Pour l’Italie, l’enjeu est d’autant plus important que le vin reste l’un des secteurs exportateurs les plus connus du pays, et que l’emballage fait partie à la fois de l’identité du produit et de sa valeur commerciale. Les producteurs italiens vendent souvent sur de nombreux marchés de l’UE et au-delà, ce qui signifie que tout changement des mentions obligatoires peut avoir des répercussions sur les ventes intérieures, les exportations et les relations avec les importateurs. Un cadre harmonisé au niveau de l’UE pourrait à terme simplifier certaines exigences transfrontalières, mais à court terme les entreprises pourraient devoir traverser une période de transition marquée par une incertitude juridique et des ajustements opérationnels.

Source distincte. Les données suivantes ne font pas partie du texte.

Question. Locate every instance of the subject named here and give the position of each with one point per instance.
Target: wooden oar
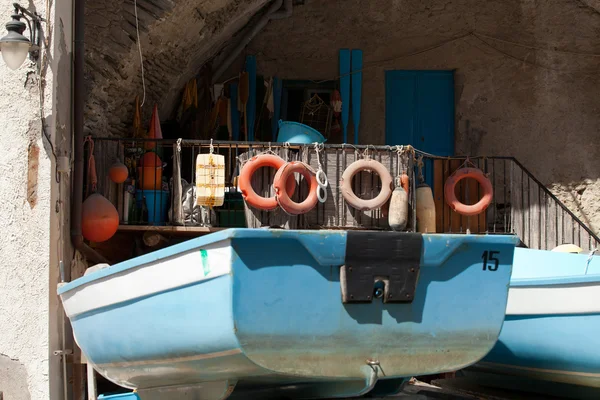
(244, 91)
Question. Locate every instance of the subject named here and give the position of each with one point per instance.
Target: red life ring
(245, 181)
(486, 187)
(283, 198)
(366, 165)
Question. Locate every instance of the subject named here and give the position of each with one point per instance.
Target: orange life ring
(486, 187)
(283, 198)
(366, 165)
(245, 181)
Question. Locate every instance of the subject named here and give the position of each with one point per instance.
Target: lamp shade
(14, 53)
(14, 45)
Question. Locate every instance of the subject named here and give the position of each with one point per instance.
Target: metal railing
(521, 204)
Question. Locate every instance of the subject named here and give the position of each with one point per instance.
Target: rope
(420, 165)
(92, 176)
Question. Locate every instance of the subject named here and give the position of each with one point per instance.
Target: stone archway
(177, 38)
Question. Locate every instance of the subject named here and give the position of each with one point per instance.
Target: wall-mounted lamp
(14, 45)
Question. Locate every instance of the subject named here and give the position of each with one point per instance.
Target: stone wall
(525, 74)
(25, 186)
(177, 38)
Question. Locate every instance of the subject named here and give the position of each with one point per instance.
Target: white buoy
(425, 209)
(398, 211)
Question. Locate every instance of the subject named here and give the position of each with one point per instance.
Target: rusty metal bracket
(381, 265)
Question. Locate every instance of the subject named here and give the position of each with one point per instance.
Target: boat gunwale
(567, 280)
(255, 233)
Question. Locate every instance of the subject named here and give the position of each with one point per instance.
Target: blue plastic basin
(295, 132)
(157, 202)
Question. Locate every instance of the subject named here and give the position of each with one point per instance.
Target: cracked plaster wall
(25, 186)
(540, 106)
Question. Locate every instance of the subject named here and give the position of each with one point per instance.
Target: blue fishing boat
(552, 320)
(310, 314)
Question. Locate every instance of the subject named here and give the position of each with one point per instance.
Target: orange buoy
(486, 188)
(118, 172)
(100, 219)
(366, 165)
(245, 181)
(283, 199)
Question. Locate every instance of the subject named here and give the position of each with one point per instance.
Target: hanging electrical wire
(137, 30)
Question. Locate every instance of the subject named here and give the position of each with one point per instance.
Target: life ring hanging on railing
(245, 181)
(284, 199)
(366, 165)
(486, 188)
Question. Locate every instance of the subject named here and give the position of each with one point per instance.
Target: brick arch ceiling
(177, 38)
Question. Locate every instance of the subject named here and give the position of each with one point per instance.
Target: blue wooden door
(419, 110)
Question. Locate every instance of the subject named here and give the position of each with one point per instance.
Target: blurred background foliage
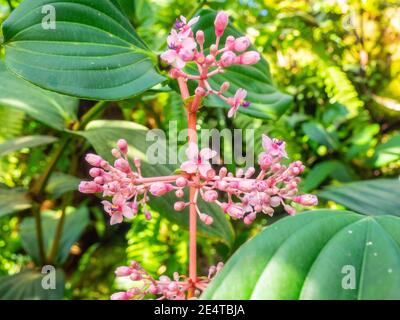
(340, 60)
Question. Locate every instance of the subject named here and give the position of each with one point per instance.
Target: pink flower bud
(210, 59)
(179, 193)
(200, 37)
(241, 44)
(289, 209)
(306, 200)
(227, 59)
(210, 196)
(250, 57)
(89, 187)
(224, 86)
(230, 43)
(200, 92)
(95, 172)
(123, 146)
(121, 296)
(179, 206)
(181, 182)
(206, 218)
(160, 188)
(94, 159)
(123, 165)
(275, 201)
(220, 23)
(116, 153)
(265, 161)
(123, 271)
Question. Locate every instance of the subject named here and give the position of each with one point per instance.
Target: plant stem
(191, 113)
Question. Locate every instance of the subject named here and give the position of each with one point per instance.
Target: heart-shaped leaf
(52, 109)
(75, 223)
(316, 256)
(370, 197)
(83, 48)
(24, 142)
(267, 101)
(13, 200)
(103, 135)
(27, 285)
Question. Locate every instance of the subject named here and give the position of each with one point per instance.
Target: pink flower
(198, 162)
(236, 101)
(181, 48)
(89, 187)
(118, 209)
(220, 23)
(160, 188)
(241, 44)
(250, 57)
(274, 147)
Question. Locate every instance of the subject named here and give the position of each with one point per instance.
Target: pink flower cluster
(245, 194)
(184, 47)
(164, 288)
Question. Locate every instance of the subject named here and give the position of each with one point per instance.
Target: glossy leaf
(52, 109)
(92, 53)
(13, 200)
(75, 223)
(312, 256)
(24, 142)
(103, 135)
(60, 183)
(27, 285)
(370, 197)
(267, 101)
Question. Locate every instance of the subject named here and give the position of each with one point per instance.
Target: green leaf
(24, 142)
(316, 132)
(60, 183)
(75, 223)
(92, 53)
(104, 134)
(321, 171)
(309, 256)
(267, 101)
(387, 152)
(52, 109)
(370, 197)
(27, 285)
(13, 200)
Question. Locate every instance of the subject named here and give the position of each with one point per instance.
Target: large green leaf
(52, 109)
(93, 52)
(24, 142)
(13, 200)
(27, 285)
(370, 197)
(267, 101)
(75, 223)
(313, 256)
(103, 135)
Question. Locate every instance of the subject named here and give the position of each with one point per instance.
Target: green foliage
(304, 257)
(93, 39)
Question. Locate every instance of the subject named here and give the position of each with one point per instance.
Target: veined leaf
(267, 101)
(370, 197)
(13, 200)
(92, 52)
(104, 134)
(27, 285)
(52, 109)
(316, 255)
(75, 223)
(24, 142)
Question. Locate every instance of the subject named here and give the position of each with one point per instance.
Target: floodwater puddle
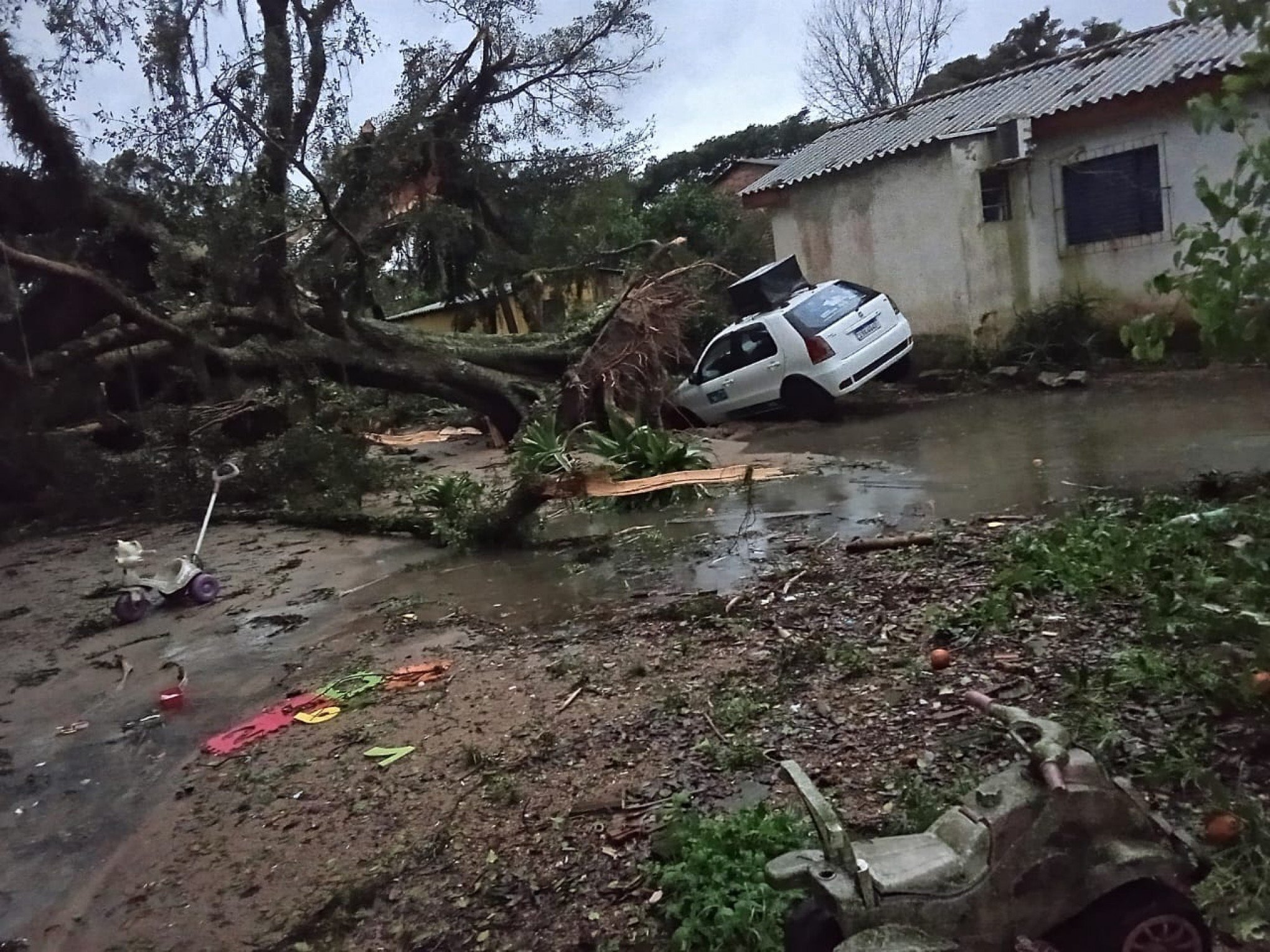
(68, 801)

Les acteurs du commerce attendent désormais les prochaines étapes des institutions européennes. Tant que les actes d’exécution manquants n’auront pas été publiés, les producteurs et les embouteilleurs ne peuvent se préparer qu’en partie. Beaucoup devraient commencer à recenser les informations déjà présentes sur les bouteilles et les emballages extérieurs, celles qui devront éventuellement être déplacées vers des canaux numériques et les nouveaux coordonnées à ajouter. La règle façonne déjà la planification de la conformité, avant même que les orientations techniques définitives ne soient en place.